À un an du jour J, c’est-à-dire la fin des travaux de démontage, les démolisseurs brossent un bilan partiel des opérations. Deux cents personnes sont à pied d’œuvre sur l’épave et d’autres recrutements sont prévus à cour terme. La plupart de ces personnes resteront d’ailleurs inscrites dans le carnet d’adresses de Ship Recycling qui a formé une partie de la masse salariale pour démolir le paquebot. Quelque 80 entreprises dont 75 de nationalité italienne sont impliquées dans cette opération dont le coût est estimé à quelque 80 M€.
Des prévisions respectées
En l’état actuel, les prévisions sont respectées à la lettre: 5 700 t d’acier ont déjà été évacuées, six ponts démolis et un des caissons métalliques servant de ballasts lors de la remise à flot et du remorquage du paquebot, ôté.
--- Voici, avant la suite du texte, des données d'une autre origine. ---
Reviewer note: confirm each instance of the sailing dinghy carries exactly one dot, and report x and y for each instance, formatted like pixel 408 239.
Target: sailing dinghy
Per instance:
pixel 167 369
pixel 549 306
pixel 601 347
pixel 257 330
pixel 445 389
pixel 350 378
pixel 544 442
D’ici la mi-décembre, le caisson placé à tribord sera également démonté. Les prochaines étapes prévoient le démontage des ponts restant, le découpage des structures externes et la pose de plaques de scellement sur le pont 0 pour garantir un système de flottabilité parfait lorsque tous les caissons métalliques auront été retirés. C’est à ce moment-là d’ailleurs que l’épave sera déplacée au sec pour le découpage final. « Nous ne sommes pas pressés, ce que nous avons toujours dit, d’ailleurs. Notre objectif est de faire un bon travail, et de garantir des conditions de sécurité totale aux travailleurs mais aussi au niveau de l’environnement », explique l’ingénieur Ferdinando Garrè, administrateur délégué de Ship Recycling. Cela se comprend, l’opération Costa-Concordia, qui constitue un ballon d’essai, devant être utilisée comme carte de visite par Ship Recycling. L’idée est de profiter des lois européennes sur la démolition des navires pour élargir le portefeuille clientèle une fois que le Costa-Concordia aura été réduit en poussière. « Nous avons déjà été contactés par des clients potentiels », confie Ferdinando Garrè. Des clients potentiels qui ont peut-être déjà signé des contrats juteux. Mais cela ne se dit pas.